Ficha técnica:
Título original:
Un monde
Director: Laura Wandel
Duración: 72 min
País: Bélgica
Idioma: Francés
Intérpretes: Maya
Vanderbeque, Günter Duret,
Karim Leklou, Laura
Verlinden, Léna Girard
Voss, Thao Maerten,
Laurent Capelluto.

Sinopsis:
Nora entra en primaria y poco después descubre el acoso que sufre su hermano mayor, Abel. Nora se debate entre la necesidad de integrarse y su hermano, que le pide que guarde silencio.
Crítica:
El colegio asusta, pero el patio del recreo puede asustar incluso más. La opera prima de Laura Wandel se caracteriza por lo asfixiante de su propuesta estética, donde la cámara — a caballo entre los Dardenne y El hijo de Saúl— sigue a la pequeña protagonista, encerrándola en sofocantes planos donde la angustia se hace paso desde el comienzo. El miedo a la experiencia escolar aún desconocida, muy pronto se tornará presión y necesidad por encajar en el sistema social.
Un pequeño mundo nos permite asistir a la experiencia de Abel, víctima de bullying, pero siempre a través de la percepción de su hermana pequeña, Nora. Si la historia debe entenderse desde la posición de la pequeña —donde la jovencísima Maya Vanderbeque conmociona con su magistral actuación—, la interpretación que nos queda es desoladora; solo encontramos desesperación. Los malos momentos superan a los positivos, las secuencias en el comedor o en el patio (donde tienen lugar la mayor parte de agresiones) superan a las de las aulas, casi anecdóticas. La percepción de Nora es pesimista y refleja su constante preocupación, que surge de dos lugares: el temor por la seguridad de su hermano y el miedo al rechazo social. La violencia se apodera de los niños que, ya desde su temprana experiencia en el recreo —y cegados por una mala comprensión de la libertad— se vuelven sujetos políticos inconscientes de la responsabilidad de sus actos. Los chicos se decantan especialmente por la fuerza física mientras las niñas por la violencia verbal y psicológica, pero todos usan una misma estrategia: la repudia social. Nora se siente atrapada en un sistema que le hace elegir entre la aceptación social y su propio hermano, mientras los educadores dan palos de ciego ante una situación que no saben cómo controlar.

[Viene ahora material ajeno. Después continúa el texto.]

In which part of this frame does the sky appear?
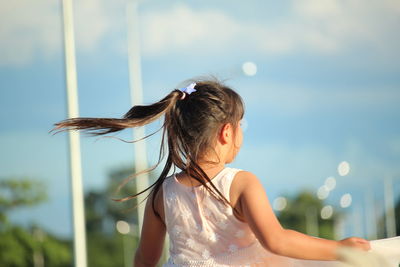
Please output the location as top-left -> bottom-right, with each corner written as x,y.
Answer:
0,0 -> 400,239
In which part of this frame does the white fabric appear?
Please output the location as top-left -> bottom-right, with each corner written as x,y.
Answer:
163,168 -> 397,267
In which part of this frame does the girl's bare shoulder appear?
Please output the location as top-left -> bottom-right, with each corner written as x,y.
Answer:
231,171 -> 260,195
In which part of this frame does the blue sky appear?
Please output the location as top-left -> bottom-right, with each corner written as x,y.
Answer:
0,0 -> 400,239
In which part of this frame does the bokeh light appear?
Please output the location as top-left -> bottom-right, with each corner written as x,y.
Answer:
340,193 -> 352,208
321,205 -> 333,220
273,197 -> 287,211
116,221 -> 131,235
338,161 -> 350,176
325,176 -> 336,191
317,185 -> 329,199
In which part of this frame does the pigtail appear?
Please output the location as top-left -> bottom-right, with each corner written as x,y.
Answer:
50,90 -> 181,136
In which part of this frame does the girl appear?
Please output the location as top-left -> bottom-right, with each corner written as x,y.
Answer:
55,80 -> 369,267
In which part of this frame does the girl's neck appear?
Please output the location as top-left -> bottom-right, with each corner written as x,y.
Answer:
176,163 -> 225,186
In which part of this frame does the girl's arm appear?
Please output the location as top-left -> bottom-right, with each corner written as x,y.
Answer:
133,190 -> 166,267
235,172 -> 369,260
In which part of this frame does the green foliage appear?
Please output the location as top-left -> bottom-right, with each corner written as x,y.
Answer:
0,178 -> 47,223
85,168 -> 142,267
0,226 -> 72,267
278,191 -> 339,239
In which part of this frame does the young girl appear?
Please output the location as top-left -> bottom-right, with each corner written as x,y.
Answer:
55,80 -> 369,267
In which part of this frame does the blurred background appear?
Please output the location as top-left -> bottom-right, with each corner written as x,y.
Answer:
0,0 -> 400,266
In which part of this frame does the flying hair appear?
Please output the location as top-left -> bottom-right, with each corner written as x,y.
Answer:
50,78 -> 244,216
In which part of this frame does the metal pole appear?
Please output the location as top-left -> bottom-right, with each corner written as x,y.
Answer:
62,0 -> 87,267
126,0 -> 149,236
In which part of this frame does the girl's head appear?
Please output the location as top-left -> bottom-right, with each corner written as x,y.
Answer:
53,79 -> 244,214
164,80 -> 244,169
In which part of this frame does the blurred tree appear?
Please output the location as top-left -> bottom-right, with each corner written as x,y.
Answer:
377,198 -> 400,238
85,167 -> 142,267
0,178 -> 72,267
0,178 -> 47,223
278,191 -> 340,239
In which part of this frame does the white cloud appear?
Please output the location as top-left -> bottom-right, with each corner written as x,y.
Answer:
0,0 -> 400,65
239,84 -> 400,116
0,0 -> 119,66
142,0 -> 400,56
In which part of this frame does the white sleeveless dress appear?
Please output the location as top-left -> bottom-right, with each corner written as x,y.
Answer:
163,168 -> 400,267
163,168 -> 291,267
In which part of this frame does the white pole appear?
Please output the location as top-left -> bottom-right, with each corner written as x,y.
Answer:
306,207 -> 319,236
126,0 -> 149,236
62,0 -> 87,267
364,187 -> 378,240
384,177 -> 396,237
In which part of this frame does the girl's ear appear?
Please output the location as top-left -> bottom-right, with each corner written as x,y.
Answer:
218,123 -> 232,145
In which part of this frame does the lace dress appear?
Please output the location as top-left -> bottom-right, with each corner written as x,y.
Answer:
163,168 -> 400,267
163,168 -> 292,267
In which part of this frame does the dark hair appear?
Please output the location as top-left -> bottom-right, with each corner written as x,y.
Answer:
52,80 -> 244,219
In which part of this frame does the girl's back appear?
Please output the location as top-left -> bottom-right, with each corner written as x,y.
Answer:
163,168 -> 287,266
53,78 -> 369,267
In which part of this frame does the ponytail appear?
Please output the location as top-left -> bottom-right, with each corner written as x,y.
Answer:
50,90 -> 181,136
50,80 -> 244,220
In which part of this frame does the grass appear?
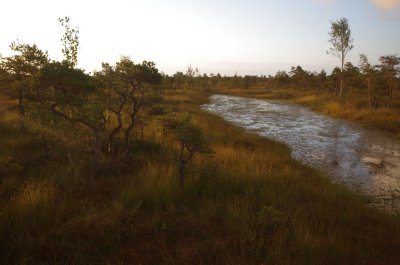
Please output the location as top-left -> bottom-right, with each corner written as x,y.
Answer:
0,91 -> 400,264
214,87 -> 400,139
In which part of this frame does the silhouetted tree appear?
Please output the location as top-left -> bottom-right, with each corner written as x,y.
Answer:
328,18 -> 354,99
379,54 -> 400,109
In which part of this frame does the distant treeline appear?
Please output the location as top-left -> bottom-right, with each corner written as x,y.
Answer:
162,59 -> 400,108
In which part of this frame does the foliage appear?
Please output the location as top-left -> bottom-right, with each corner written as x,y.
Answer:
58,17 -> 79,67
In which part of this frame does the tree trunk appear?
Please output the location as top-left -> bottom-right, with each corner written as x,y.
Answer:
93,129 -> 101,168
388,79 -> 393,109
108,113 -> 122,157
18,88 -> 24,114
367,78 -> 372,108
339,54 -> 344,100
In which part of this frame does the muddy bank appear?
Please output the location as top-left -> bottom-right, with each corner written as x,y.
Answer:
202,95 -> 400,212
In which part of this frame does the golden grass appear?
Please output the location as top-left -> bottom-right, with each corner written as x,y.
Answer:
0,91 -> 400,264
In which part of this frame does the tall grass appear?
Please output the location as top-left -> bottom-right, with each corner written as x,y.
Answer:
0,91 -> 400,264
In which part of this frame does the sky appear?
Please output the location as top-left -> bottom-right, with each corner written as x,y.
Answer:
0,0 -> 400,75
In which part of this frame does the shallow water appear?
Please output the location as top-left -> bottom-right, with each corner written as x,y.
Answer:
202,95 -> 400,212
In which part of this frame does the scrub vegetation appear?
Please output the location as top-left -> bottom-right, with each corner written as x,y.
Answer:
0,18 -> 400,264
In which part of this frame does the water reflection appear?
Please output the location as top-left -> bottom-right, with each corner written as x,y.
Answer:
202,95 -> 400,210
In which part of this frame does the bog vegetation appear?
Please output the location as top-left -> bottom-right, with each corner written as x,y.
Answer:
0,17 -> 400,264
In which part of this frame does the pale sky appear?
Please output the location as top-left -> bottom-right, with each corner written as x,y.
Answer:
0,0 -> 400,75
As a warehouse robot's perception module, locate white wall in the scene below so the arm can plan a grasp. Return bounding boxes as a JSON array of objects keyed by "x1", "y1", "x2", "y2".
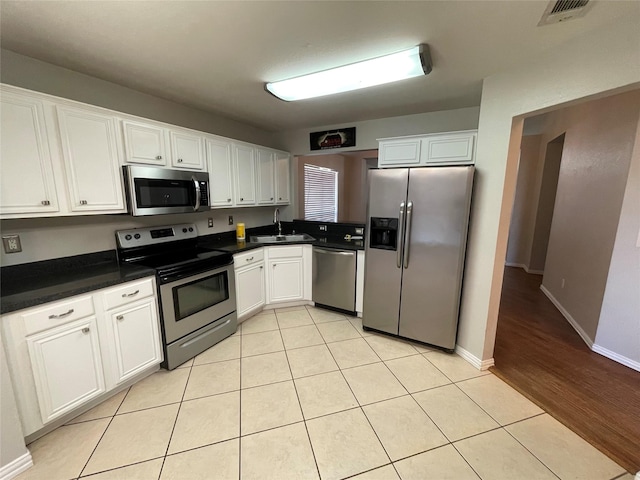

A medida que se desarrolla la historia, la cuestión del acoso escolar pierde importancia frente a la cuestión aristotélica: las personas somos seres sociales por naturaleza —al fin y al cabo, la película pretende ser una representación del mundo a pequeña escala, como ya sugiere el título. Así, el poder entra en juego de manera irremediable en la organización social y en conjunción con el tópico hobbesiano homo homine lupus est. Incapaces de gestionar la convivencia de manera saludable, las relaciones en la escuela se traducen en intercambios de poder —sin que los niños sean conscientes de lo que significa y conlleva. La frustración por no sentirse parte de un grupo se transforma en rabia. A través de estas dinámicas, Abel pasa de ser una víctima a un agresor, la sociedad se rige por la ley del más fuerte y comprende que solo puede elegir entre dos opciones: comer o ser comido. Wandel no incide en otras causas del problema, el contexto familiar ni la educación afectiva, sino que se centra en nuestra naturaleza social y política y su relación con el hecho de que las víctimas se convierten en agresores potenciales; el bullying surge de una autoprotección anticipatoria a verse en el lugar del agredido.
La dureza del relato se hace paso en la garganta del espectador causando un nudo durante todo el metraje. Es imposible no salir con mal cuerpo de este tipo de obra que acierta enfocando la narración en la sensorialidad, en transmitir una profunda angustia. La cinta de Wandel no parece plantear preguntas directamente, solo muestra lo que pasa en las escuelas, un retrato crudo y desolador pero necesario, que expone realidades en vez de apartar la mirada. Poner el tema sobre la mesa tampoco es algo sencillo y no se pretende desmerecer la obra, magistralmente realizada; sin embargo, la película participa del privilegio intelectual del que disfruta el pesimismo y termina siendo menos reflexiva de lo que aparenta. Se echa en falta una exploración de la afectividad que arroje esperanza y vías de cambio. Pero, a pesar de todo el dolor mostrado en la película, no debemos olvidar su comienzo y final, el abrazo (y el amor) como acto de poder sobre las emociones del otro; no es en vano que la cinta termine con un abrazo de los dos hermanos. Pero los límites han llegado demasiado lejos y la obra parece decir «esto seguirá sucediendo». Los niños pueden ser tan crueles como los adultos y verdaderamente, el patio del colegio asusta. Demasiado.